What to do if You Believe You are a Victim of Estate Fraud
A person who is appointed to handle the closing out of an official estate Pennsylvania is known as the executor. Among other people who have a specific fiduciary responsibility to the estate itself as well as to the beneficiaries of that estate, and an executor falls among the ranks of trustees and guardians.
Estate fraud can be very complex, which makes finding it as a victim that much more difficult. As an added difficulty, as the person alleging estate fraud, you need evidence on your side to show this. It’s not easy to gather this information or to present it to the courts, so you need to be organized before you file and this can help when you have a Philadelphia lawyer.

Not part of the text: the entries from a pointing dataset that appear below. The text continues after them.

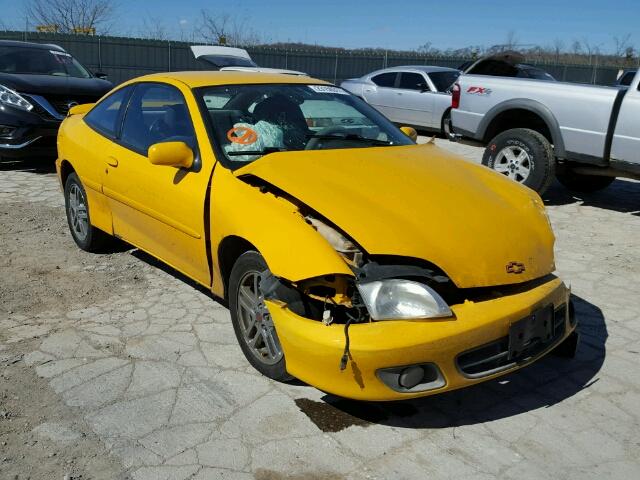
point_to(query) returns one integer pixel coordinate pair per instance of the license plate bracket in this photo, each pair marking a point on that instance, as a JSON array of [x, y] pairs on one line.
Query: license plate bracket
[[530, 331]]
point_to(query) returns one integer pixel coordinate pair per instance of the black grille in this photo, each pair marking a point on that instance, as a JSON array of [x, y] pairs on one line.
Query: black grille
[[494, 357]]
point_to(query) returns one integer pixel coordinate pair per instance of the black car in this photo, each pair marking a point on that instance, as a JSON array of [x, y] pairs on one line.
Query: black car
[[38, 85]]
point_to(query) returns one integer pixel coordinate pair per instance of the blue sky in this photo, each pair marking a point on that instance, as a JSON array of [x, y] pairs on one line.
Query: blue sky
[[392, 24]]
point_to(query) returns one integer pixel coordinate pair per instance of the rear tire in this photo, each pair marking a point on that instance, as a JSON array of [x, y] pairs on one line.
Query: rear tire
[[251, 319], [86, 236], [578, 182], [523, 155]]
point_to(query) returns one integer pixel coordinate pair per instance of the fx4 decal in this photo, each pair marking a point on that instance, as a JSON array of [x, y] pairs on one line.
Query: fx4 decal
[[479, 90]]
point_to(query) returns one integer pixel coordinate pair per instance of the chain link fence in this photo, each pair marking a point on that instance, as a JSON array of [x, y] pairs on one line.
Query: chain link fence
[[125, 58]]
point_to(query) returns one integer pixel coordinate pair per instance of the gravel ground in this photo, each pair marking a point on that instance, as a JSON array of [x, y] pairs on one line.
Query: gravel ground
[[113, 366]]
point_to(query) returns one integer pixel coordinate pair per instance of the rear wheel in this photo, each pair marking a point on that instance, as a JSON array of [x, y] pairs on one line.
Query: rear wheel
[[86, 236], [251, 319], [523, 155], [583, 183]]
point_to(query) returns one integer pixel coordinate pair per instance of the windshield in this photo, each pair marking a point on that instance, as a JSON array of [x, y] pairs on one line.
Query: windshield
[[443, 80], [249, 121], [40, 61]]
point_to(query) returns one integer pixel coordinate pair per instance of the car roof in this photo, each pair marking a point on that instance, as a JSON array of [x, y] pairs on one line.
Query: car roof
[[207, 78], [415, 68], [43, 46]]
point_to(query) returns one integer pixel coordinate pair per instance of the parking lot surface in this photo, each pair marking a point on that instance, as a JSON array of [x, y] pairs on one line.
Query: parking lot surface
[[114, 366]]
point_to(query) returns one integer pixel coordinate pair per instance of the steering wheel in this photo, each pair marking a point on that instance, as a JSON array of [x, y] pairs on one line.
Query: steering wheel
[[314, 141]]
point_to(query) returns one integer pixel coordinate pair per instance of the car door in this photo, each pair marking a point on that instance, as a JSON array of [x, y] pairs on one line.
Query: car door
[[414, 100], [626, 137], [160, 209], [380, 94]]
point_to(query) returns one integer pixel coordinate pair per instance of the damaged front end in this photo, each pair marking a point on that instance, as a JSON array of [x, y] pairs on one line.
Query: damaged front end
[[385, 288]]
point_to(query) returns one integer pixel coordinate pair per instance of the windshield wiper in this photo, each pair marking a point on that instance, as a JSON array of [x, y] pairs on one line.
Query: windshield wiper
[[350, 136], [266, 150]]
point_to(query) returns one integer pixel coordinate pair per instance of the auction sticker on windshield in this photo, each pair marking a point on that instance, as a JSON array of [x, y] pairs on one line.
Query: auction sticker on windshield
[[327, 89]]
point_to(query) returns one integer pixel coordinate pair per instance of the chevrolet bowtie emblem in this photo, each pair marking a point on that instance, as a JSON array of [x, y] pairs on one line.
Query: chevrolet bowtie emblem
[[515, 267]]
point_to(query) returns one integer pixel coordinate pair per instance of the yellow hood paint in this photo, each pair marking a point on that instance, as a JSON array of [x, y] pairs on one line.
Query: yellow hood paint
[[418, 201]]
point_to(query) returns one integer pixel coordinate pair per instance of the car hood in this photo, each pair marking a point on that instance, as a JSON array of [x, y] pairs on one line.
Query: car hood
[[55, 85], [419, 201]]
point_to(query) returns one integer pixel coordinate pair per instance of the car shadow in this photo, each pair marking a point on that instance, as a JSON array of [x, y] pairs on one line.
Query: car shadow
[[39, 165], [549, 381], [622, 195]]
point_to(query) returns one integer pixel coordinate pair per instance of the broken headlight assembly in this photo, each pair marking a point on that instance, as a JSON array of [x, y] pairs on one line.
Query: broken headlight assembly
[[395, 299]]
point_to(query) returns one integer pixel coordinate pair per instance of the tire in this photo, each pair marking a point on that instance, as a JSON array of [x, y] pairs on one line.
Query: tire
[[259, 341], [578, 182], [447, 126], [523, 155], [86, 236]]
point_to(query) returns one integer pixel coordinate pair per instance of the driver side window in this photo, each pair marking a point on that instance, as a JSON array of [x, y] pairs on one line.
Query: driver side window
[[156, 113]]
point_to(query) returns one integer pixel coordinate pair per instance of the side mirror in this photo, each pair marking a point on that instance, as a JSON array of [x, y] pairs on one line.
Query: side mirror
[[80, 109], [171, 154], [410, 132]]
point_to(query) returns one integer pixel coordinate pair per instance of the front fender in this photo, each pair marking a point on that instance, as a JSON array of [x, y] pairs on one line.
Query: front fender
[[291, 247]]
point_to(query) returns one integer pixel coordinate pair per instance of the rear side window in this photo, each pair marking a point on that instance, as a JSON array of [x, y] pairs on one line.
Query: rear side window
[[412, 81], [385, 79], [156, 113], [105, 117]]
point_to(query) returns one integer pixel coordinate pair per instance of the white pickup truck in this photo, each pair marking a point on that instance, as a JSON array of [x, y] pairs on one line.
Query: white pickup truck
[[534, 130]]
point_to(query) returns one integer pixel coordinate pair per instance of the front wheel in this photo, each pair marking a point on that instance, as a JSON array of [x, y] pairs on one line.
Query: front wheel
[[251, 319], [523, 155], [86, 236], [578, 182], [447, 125]]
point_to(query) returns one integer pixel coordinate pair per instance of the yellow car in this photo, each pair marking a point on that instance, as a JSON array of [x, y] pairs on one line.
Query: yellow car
[[351, 258]]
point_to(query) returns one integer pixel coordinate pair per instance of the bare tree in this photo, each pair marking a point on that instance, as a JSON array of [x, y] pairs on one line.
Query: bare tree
[[511, 41], [558, 48], [154, 28], [621, 44], [72, 16], [227, 28]]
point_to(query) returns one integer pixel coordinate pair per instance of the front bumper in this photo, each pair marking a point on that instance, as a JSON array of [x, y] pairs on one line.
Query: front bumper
[[313, 350], [30, 134]]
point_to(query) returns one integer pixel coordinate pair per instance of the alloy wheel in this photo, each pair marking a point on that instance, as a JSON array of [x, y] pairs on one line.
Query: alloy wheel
[[256, 324]]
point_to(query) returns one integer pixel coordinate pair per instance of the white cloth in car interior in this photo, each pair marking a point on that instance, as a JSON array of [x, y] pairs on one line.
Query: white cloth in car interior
[[268, 135]]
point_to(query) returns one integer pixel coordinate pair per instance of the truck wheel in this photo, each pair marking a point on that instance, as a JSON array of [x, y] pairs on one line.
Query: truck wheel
[[447, 126], [251, 319], [86, 236], [583, 183], [523, 155]]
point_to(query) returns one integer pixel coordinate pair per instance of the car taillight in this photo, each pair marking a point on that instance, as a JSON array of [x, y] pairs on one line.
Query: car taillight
[[455, 96]]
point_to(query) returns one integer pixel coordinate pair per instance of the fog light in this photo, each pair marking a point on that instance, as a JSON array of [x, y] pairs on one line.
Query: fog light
[[412, 378]]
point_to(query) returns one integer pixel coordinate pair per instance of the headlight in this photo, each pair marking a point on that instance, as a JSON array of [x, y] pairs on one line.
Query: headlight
[[13, 99], [402, 299]]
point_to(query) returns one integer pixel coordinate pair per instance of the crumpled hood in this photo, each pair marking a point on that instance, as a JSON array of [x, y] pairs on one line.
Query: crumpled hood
[[419, 201]]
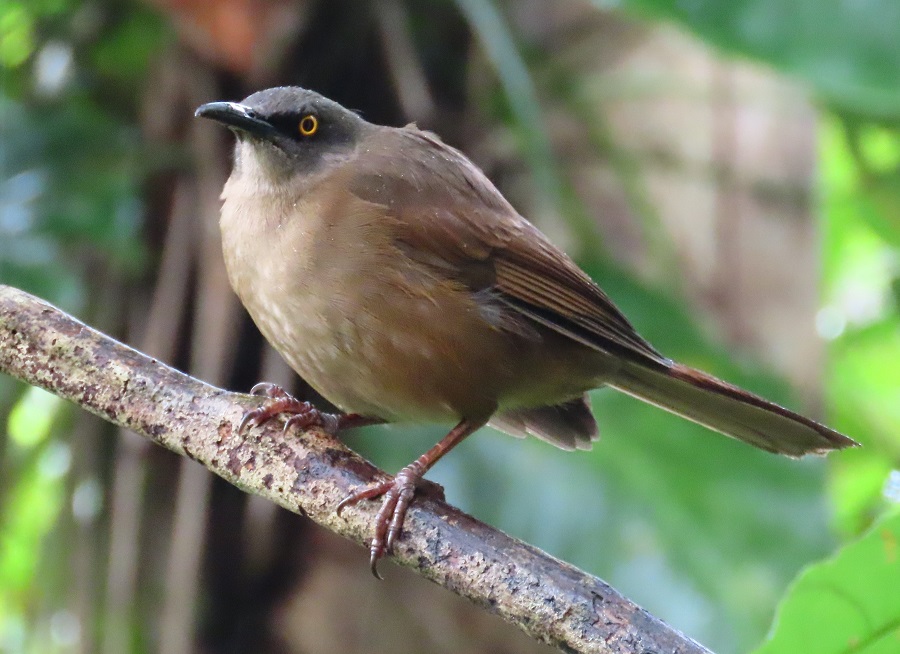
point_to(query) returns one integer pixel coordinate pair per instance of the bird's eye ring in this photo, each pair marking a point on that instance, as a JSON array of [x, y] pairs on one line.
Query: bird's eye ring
[[309, 125]]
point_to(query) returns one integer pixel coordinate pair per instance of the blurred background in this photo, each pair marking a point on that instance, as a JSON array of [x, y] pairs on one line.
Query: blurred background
[[729, 172]]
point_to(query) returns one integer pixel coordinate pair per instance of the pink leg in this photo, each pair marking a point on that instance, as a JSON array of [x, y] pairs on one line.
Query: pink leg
[[398, 493]]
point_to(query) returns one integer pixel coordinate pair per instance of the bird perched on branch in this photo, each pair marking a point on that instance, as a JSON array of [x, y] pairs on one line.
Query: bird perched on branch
[[394, 277]]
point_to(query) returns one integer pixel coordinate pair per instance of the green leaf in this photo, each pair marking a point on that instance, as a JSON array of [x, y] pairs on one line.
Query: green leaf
[[849, 603], [849, 52]]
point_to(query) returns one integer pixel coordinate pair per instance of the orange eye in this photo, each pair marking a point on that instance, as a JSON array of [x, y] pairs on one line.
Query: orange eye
[[309, 125]]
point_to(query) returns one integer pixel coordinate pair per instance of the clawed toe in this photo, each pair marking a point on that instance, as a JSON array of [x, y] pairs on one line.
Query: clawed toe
[[398, 494], [302, 414]]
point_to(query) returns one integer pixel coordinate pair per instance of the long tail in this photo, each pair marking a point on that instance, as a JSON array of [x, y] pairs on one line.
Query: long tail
[[728, 409]]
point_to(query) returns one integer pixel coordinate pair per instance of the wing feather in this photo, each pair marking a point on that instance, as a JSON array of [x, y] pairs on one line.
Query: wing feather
[[447, 211]]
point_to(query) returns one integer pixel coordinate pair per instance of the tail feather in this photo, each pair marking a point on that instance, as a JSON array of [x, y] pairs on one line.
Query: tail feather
[[728, 409]]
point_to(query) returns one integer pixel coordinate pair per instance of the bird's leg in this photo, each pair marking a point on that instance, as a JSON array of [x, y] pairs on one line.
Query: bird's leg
[[302, 414], [399, 492]]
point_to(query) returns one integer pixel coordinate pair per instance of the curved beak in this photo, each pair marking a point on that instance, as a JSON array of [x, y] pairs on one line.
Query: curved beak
[[236, 116]]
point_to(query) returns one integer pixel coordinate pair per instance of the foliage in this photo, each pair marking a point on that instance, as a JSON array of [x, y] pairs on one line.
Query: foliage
[[848, 52], [848, 603]]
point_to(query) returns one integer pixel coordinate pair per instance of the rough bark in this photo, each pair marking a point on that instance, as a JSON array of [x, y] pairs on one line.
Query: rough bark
[[309, 472]]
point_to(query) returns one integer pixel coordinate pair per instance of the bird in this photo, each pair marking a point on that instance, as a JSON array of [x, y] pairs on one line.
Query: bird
[[395, 278]]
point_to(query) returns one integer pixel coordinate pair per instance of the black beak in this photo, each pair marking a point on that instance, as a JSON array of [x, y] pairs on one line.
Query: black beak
[[236, 116]]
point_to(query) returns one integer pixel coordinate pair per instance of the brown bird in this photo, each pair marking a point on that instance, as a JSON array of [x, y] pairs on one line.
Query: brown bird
[[394, 277]]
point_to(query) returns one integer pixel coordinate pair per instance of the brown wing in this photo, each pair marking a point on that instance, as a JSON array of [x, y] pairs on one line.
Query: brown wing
[[451, 217]]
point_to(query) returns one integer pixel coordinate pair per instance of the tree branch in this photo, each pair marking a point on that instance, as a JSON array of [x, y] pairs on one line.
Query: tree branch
[[309, 472]]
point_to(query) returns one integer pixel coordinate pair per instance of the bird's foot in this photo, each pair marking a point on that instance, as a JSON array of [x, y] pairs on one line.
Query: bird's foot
[[398, 494], [302, 414]]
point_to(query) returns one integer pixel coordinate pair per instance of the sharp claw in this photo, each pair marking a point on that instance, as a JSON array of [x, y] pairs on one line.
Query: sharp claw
[[373, 564], [248, 418], [262, 388], [398, 494]]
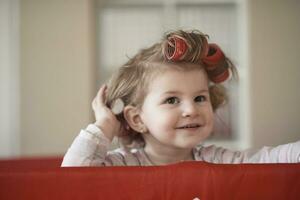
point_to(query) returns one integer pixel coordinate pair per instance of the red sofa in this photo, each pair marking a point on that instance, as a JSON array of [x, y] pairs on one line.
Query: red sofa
[[42, 178]]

Unfortunately, far too many people may be motivated to step into this important role and breach their fiduciary duty because they are motivated by money. Estate theft, however, is illegal and can significantly harm the beneficiaries who stood to receive money. Beneficiaries and heirs across Pennsylvania often deal with many different complex questions about property inside a decedent’s will, trust or estate, such as how a certain person became executor of the estate, where all of the money in the estate went and why did one person get so much money. These complex questions are related to inheritances, where assets are, and estates should only be handled by a knowledgeable probate dispute lawyer in Philadelphia.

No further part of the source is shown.